After that was completed, I used a number of small sanding blocks to polish the frets - going from 120 grit up to 2000 grit.

I then taped between the frets. Using a small triangle file I 'rounded' the fret ends by using a downward sweeping motion right-to-left and then left-to-right on each of the frets. This helps to remove any rough spots on the fret ends. When that was completed, I hit the frets with some steel wool, and removed the tape to see a nice shine.

The next thing on the agenda was to cut out the peghead. Finding the centerline, I traced out the pattern on the peghead veneer. To get the proper angle for the headstock, nearest the nut, I clamped the neck into the jig and started cutting it out.

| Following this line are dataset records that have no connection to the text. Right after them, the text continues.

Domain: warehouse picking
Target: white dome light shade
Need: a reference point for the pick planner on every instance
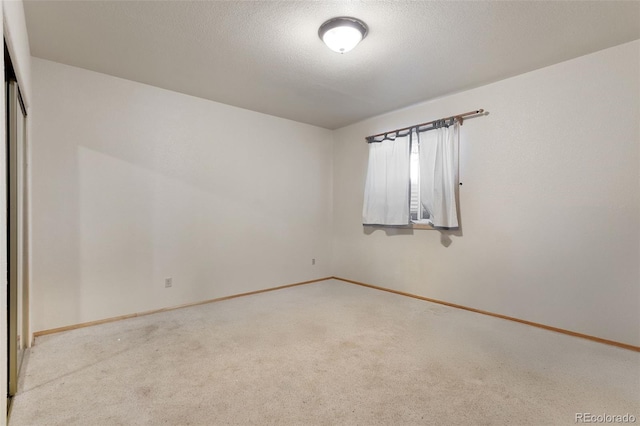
(342, 34)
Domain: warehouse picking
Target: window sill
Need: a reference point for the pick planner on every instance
(423, 226)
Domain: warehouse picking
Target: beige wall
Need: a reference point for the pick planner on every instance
(132, 184)
(550, 202)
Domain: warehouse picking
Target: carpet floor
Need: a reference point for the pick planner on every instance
(327, 353)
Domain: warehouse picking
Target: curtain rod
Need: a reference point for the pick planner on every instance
(459, 117)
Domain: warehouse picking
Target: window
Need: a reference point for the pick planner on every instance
(412, 179)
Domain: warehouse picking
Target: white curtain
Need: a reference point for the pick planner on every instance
(439, 175)
(386, 192)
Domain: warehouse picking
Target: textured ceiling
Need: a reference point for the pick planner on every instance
(266, 55)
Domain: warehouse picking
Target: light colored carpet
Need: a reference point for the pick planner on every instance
(326, 353)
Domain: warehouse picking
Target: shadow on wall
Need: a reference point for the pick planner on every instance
(390, 231)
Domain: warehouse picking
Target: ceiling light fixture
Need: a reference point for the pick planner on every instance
(343, 33)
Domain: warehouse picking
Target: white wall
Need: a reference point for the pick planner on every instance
(132, 184)
(550, 202)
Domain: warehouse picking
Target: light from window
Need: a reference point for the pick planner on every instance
(414, 171)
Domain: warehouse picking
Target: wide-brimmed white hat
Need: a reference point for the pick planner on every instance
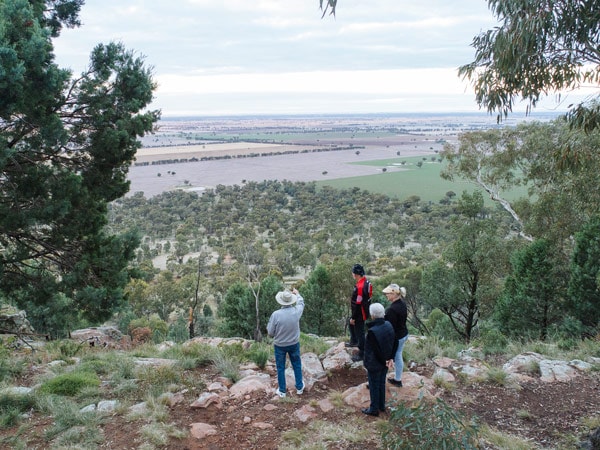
(285, 298)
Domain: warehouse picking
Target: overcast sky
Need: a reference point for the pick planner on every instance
(226, 57)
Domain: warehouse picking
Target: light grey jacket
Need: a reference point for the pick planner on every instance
(284, 324)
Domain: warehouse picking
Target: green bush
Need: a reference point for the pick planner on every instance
(70, 384)
(12, 406)
(492, 341)
(429, 426)
(259, 354)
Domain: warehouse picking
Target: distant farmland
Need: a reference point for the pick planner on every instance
(402, 181)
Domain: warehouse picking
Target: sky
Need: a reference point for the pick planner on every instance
(255, 57)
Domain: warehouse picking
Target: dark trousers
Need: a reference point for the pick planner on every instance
(377, 389)
(357, 335)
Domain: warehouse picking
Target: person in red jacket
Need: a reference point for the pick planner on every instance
(359, 302)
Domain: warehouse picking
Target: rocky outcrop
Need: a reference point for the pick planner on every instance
(14, 322)
(109, 337)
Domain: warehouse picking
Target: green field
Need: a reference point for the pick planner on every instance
(424, 182)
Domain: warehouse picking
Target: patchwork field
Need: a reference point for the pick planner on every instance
(376, 153)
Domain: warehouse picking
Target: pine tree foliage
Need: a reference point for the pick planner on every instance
(65, 147)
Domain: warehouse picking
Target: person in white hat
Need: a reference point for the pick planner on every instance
(397, 314)
(284, 328)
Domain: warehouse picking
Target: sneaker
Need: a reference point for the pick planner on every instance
(281, 394)
(395, 382)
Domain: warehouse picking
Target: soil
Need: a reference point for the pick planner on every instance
(545, 414)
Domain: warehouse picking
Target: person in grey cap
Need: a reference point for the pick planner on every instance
(284, 328)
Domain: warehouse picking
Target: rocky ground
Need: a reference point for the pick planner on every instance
(546, 414)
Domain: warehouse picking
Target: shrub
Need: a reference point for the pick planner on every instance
(12, 407)
(429, 426)
(70, 384)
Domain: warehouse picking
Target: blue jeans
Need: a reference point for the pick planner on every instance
(377, 389)
(280, 355)
(398, 360)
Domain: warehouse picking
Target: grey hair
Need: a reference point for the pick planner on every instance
(376, 310)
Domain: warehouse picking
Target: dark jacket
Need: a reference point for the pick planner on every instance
(379, 344)
(396, 314)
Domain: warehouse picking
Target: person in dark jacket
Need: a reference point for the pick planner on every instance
(359, 304)
(396, 314)
(379, 346)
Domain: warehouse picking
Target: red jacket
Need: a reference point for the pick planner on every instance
(361, 299)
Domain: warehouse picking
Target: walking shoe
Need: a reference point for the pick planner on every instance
(368, 412)
(395, 382)
(278, 392)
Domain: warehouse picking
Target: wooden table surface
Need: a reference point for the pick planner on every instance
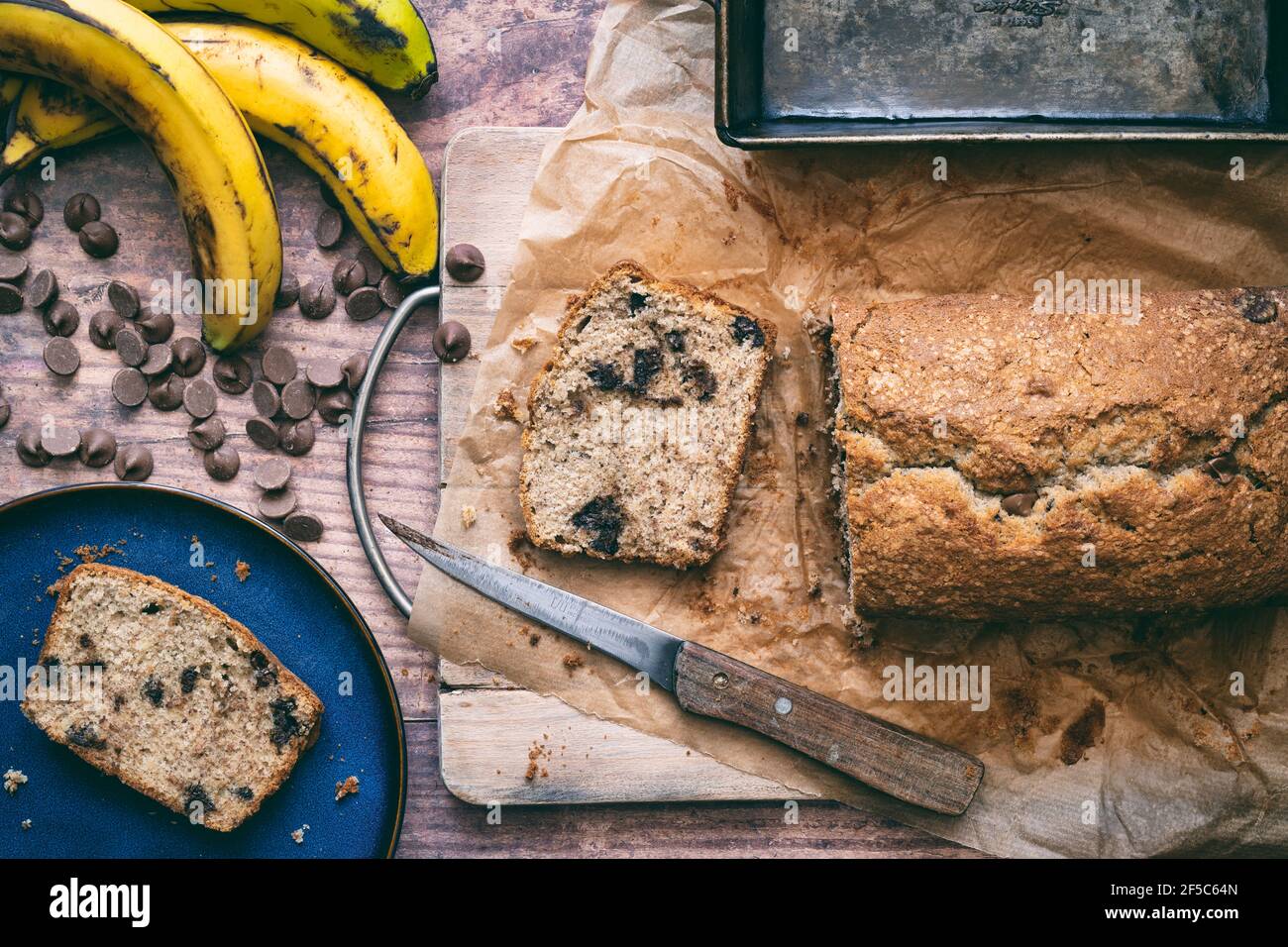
(500, 64)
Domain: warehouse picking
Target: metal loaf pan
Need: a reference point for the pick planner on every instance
(810, 72)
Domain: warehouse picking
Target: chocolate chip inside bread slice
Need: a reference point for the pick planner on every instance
(167, 693)
(638, 427)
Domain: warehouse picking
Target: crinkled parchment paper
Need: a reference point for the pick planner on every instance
(1102, 738)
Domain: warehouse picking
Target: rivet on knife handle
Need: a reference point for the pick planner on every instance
(888, 758)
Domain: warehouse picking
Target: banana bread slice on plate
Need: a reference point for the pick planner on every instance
(639, 424)
(167, 693)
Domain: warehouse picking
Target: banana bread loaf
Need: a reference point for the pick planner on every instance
(997, 463)
(638, 427)
(192, 710)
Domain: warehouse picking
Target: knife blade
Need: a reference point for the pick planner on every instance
(889, 758)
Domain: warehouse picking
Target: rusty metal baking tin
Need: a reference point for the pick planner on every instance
(1164, 75)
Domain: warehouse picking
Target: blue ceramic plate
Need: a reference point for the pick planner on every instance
(287, 600)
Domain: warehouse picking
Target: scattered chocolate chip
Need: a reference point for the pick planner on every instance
(62, 357)
(364, 304)
(451, 342)
(166, 392)
(1019, 504)
(159, 361)
(129, 386)
(278, 365)
(80, 210)
(297, 399)
(263, 432)
(30, 451)
(103, 328)
(296, 437)
(266, 398)
(317, 300)
(133, 463)
(130, 346)
(99, 240)
(223, 463)
(330, 228)
(200, 398)
(124, 299)
(277, 504)
(206, 434)
(465, 263)
(97, 447)
(303, 527)
(232, 373)
(43, 289)
(189, 356)
(287, 291)
(273, 474)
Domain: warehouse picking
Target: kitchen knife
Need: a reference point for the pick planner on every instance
(905, 764)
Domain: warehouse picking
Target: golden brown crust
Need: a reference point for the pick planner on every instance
(730, 484)
(952, 405)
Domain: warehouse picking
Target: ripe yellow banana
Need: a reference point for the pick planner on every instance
(382, 40)
(150, 80)
(297, 98)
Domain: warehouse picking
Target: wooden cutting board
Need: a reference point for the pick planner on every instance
(501, 744)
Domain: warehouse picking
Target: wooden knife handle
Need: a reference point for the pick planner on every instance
(905, 764)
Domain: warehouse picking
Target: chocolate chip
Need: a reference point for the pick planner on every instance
(156, 326)
(317, 300)
(287, 291)
(335, 405)
(80, 210)
(30, 451)
(26, 205)
(364, 304)
(451, 342)
(266, 398)
(1019, 504)
(263, 432)
(124, 299)
(159, 361)
(325, 372)
(277, 504)
(207, 434)
(465, 263)
(189, 356)
(62, 318)
(99, 240)
(129, 386)
(348, 275)
(297, 399)
(62, 357)
(232, 373)
(296, 437)
(200, 398)
(103, 328)
(223, 463)
(278, 365)
(166, 393)
(355, 369)
(273, 474)
(303, 527)
(130, 346)
(43, 289)
(330, 228)
(14, 231)
(133, 463)
(97, 447)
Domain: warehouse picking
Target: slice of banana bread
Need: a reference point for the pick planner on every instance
(638, 427)
(192, 710)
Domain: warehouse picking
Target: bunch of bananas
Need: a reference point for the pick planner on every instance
(194, 89)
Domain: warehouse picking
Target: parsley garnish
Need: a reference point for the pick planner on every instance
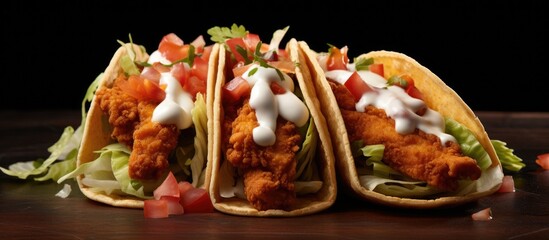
(396, 80)
(220, 34)
(363, 63)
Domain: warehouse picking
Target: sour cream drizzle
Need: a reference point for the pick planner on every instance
(397, 104)
(176, 107)
(268, 105)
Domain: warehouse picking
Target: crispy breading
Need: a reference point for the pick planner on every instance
(121, 109)
(418, 155)
(268, 172)
(151, 143)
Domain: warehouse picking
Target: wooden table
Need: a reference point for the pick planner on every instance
(29, 209)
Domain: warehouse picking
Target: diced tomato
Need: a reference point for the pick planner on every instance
(277, 89)
(543, 161)
(151, 74)
(240, 69)
(168, 188)
(174, 207)
(200, 69)
(236, 89)
(199, 43)
(284, 66)
(174, 198)
(409, 86)
(414, 92)
(282, 54)
(196, 200)
(357, 86)
(482, 215)
(206, 52)
(181, 73)
(251, 40)
(173, 48)
(142, 89)
(508, 184)
(154, 208)
(338, 59)
(377, 68)
(195, 85)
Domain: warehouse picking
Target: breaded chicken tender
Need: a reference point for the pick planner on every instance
(268, 172)
(418, 155)
(121, 109)
(151, 143)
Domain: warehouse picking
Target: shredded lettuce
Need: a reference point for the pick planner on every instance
(200, 121)
(469, 145)
(306, 169)
(62, 157)
(109, 172)
(377, 176)
(508, 160)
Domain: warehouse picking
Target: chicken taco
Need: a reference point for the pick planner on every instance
(401, 136)
(148, 118)
(272, 154)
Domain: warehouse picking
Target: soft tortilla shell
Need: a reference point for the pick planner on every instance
(97, 131)
(438, 96)
(304, 205)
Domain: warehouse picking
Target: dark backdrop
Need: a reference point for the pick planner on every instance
(493, 53)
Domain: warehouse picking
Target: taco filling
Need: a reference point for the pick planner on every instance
(268, 136)
(155, 112)
(400, 146)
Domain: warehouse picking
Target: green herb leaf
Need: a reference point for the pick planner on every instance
(220, 34)
(363, 63)
(396, 80)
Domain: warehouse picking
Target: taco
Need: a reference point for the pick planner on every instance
(148, 118)
(401, 136)
(272, 155)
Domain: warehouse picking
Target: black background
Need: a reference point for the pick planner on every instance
(494, 54)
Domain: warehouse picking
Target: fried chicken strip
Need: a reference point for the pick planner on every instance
(418, 155)
(268, 172)
(151, 143)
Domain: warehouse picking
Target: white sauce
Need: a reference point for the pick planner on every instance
(269, 106)
(395, 101)
(176, 107)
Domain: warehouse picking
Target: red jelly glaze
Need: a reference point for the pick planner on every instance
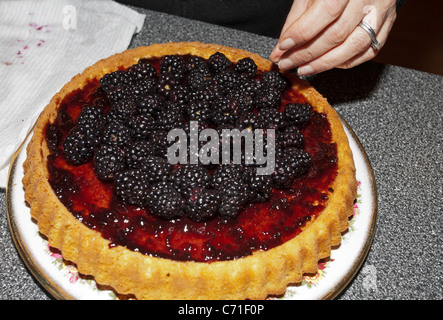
(259, 226)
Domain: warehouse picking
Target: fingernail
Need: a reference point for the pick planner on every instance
(286, 44)
(305, 70)
(286, 64)
(272, 55)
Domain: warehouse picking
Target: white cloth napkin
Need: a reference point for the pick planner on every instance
(43, 44)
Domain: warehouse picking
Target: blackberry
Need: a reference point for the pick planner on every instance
(136, 152)
(267, 97)
(260, 185)
(199, 111)
(164, 201)
(202, 205)
(166, 83)
(190, 178)
(249, 87)
(111, 81)
(79, 145)
(249, 120)
(143, 87)
(91, 116)
(247, 67)
(116, 134)
(180, 95)
(121, 112)
(224, 111)
(291, 137)
(274, 79)
(197, 63)
(198, 80)
(299, 160)
(141, 126)
(283, 174)
(227, 79)
(157, 168)
(230, 206)
(272, 118)
(142, 70)
(233, 198)
(150, 104)
(298, 113)
(209, 94)
(159, 143)
(169, 118)
(53, 137)
(224, 174)
(173, 65)
(108, 160)
(218, 62)
(132, 186)
(119, 94)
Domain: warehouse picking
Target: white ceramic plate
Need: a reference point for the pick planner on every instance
(63, 281)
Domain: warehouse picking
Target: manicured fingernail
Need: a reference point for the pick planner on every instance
(286, 44)
(286, 64)
(305, 70)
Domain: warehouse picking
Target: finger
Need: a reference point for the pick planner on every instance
(357, 43)
(333, 35)
(297, 9)
(369, 54)
(314, 20)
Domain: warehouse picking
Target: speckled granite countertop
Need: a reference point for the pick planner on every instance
(397, 115)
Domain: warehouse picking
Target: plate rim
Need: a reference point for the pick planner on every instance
(59, 293)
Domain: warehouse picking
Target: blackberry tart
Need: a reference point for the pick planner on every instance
(101, 188)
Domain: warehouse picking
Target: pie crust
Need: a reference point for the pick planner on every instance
(254, 276)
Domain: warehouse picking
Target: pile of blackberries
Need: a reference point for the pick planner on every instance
(128, 144)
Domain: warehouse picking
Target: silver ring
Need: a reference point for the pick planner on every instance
(374, 42)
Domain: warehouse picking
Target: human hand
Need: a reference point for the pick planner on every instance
(319, 35)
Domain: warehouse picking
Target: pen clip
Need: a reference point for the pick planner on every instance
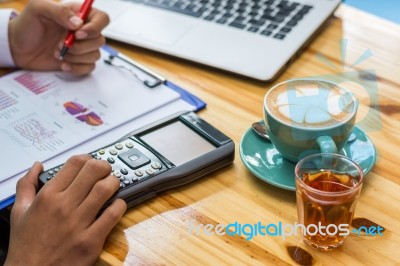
(152, 80)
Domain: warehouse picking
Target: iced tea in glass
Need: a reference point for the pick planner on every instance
(327, 189)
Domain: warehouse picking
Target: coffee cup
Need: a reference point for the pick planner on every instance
(308, 116)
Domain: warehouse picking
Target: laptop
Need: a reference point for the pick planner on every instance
(253, 38)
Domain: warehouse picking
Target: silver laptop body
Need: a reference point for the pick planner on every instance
(253, 38)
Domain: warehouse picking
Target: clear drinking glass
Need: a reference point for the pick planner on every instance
(327, 189)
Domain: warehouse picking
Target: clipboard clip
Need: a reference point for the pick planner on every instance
(148, 77)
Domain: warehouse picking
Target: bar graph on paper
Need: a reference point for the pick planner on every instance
(6, 100)
(35, 82)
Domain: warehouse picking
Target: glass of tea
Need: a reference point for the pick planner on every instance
(327, 188)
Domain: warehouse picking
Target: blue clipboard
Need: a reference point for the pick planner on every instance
(151, 80)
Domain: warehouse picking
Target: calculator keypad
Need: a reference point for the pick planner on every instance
(130, 161)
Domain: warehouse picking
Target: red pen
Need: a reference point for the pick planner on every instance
(69, 40)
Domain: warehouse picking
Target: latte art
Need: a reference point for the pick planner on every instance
(311, 104)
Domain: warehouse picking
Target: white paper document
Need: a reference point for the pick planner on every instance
(43, 114)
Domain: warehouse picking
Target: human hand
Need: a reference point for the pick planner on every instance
(37, 35)
(60, 225)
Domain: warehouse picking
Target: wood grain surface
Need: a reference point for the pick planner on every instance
(156, 231)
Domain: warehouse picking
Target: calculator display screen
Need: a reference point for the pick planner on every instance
(178, 143)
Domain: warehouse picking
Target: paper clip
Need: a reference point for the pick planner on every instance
(151, 80)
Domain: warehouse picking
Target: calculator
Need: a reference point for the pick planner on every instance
(171, 152)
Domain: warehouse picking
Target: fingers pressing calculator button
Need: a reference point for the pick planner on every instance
(129, 145)
(124, 171)
(113, 152)
(155, 165)
(138, 173)
(149, 171)
(117, 174)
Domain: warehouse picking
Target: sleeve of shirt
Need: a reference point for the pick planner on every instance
(6, 59)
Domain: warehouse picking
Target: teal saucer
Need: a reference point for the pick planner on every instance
(266, 163)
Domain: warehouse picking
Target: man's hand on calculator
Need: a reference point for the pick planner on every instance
(62, 218)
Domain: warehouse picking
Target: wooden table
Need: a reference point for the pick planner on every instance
(156, 232)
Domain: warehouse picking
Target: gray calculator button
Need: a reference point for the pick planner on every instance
(113, 152)
(134, 158)
(155, 165)
(149, 171)
(138, 173)
(117, 174)
(129, 144)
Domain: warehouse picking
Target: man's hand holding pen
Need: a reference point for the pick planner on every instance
(46, 24)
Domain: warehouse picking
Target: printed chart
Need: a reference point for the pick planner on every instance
(6, 100)
(83, 114)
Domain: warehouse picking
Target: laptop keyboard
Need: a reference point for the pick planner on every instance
(274, 18)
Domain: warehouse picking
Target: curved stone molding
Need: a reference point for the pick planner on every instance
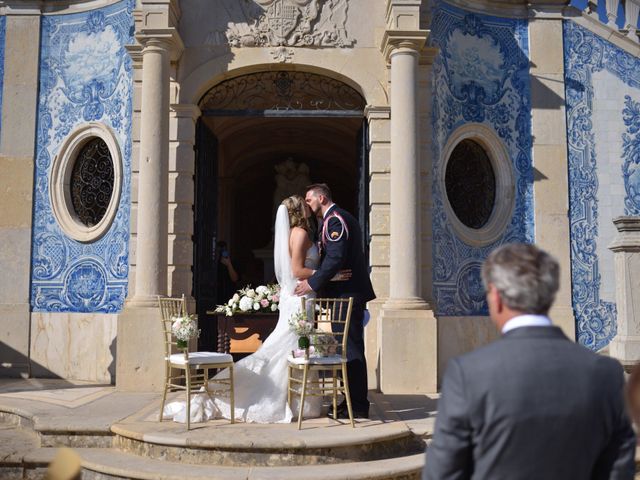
(480, 79)
(504, 206)
(273, 23)
(59, 184)
(282, 90)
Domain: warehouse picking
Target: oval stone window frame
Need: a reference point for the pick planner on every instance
(60, 180)
(504, 203)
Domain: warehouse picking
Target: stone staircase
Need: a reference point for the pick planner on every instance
(140, 448)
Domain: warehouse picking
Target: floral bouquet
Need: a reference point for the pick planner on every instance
(301, 326)
(325, 344)
(184, 328)
(264, 298)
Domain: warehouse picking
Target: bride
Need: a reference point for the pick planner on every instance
(261, 378)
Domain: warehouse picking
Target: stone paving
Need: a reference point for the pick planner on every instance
(118, 436)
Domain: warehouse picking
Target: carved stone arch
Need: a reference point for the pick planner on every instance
(282, 90)
(202, 79)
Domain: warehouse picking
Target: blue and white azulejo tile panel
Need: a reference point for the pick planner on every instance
(85, 76)
(481, 75)
(602, 88)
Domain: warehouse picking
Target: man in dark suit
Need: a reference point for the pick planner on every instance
(340, 242)
(533, 404)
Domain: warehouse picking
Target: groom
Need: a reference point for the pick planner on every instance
(340, 245)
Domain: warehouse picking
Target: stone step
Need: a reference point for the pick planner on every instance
(321, 441)
(69, 435)
(103, 464)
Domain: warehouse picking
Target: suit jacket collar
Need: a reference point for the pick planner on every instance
(550, 333)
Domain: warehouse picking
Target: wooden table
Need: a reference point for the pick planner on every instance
(244, 333)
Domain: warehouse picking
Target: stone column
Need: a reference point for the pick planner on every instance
(407, 330)
(404, 287)
(151, 248)
(17, 155)
(549, 151)
(142, 369)
(626, 247)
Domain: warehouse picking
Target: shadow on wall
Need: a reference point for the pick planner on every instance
(543, 97)
(14, 364)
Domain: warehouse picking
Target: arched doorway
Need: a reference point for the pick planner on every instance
(264, 136)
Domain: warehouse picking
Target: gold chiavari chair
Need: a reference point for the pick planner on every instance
(182, 369)
(331, 318)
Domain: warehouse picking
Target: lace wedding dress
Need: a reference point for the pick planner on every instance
(261, 378)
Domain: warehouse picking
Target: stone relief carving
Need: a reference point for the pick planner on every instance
(282, 54)
(275, 23)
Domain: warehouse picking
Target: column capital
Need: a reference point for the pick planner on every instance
(167, 39)
(428, 55)
(135, 52)
(377, 112)
(402, 41)
(185, 110)
(628, 238)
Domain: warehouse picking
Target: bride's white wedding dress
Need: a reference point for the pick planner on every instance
(260, 380)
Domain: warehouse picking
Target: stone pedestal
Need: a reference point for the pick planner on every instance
(140, 354)
(408, 352)
(626, 247)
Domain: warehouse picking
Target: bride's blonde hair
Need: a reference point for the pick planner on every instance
(296, 208)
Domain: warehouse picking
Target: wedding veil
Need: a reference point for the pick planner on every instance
(281, 255)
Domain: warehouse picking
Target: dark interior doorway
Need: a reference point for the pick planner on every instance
(247, 161)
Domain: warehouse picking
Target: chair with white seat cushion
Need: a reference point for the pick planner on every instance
(182, 369)
(331, 318)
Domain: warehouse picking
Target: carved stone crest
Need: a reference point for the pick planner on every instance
(276, 23)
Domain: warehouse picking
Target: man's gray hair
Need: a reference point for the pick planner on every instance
(526, 277)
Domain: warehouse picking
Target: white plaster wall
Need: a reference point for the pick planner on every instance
(75, 346)
(608, 127)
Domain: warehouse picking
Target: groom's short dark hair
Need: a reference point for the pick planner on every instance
(320, 189)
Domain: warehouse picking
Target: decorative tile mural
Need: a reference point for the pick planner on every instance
(481, 75)
(3, 30)
(602, 87)
(85, 75)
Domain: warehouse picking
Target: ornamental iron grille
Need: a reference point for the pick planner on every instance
(471, 184)
(282, 91)
(91, 182)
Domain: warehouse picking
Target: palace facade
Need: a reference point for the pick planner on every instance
(137, 134)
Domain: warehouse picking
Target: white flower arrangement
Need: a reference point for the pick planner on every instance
(324, 343)
(184, 328)
(300, 325)
(264, 298)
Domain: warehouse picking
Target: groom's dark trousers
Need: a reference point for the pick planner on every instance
(341, 248)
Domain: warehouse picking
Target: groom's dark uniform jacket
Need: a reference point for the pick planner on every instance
(341, 248)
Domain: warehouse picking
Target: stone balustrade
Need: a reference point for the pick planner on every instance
(619, 15)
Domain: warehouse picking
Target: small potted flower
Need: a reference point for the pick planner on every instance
(299, 323)
(184, 328)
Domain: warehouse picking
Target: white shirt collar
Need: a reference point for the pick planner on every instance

However, I didn't want the sides of the rest of the peghead to be angled, so I traced the pattern on the back of it in order to have a flat surface (i.e., the 'top' of the peghead) on which to cut. But, I ran into a little bit of an issue - the fretboard, nearest the nut, would not allow the peghead to sit flat on the bandsaw table. To correct for this, I planed down some scrap wood the thickness of the fretboard and attached it, using tape, to the top of the peghead. This allowed me to get a nice cut.

To finish up, I initially sanded the cut sides using a sanding drum on the drill press, and then finished them by hand sanding down to 320 grit.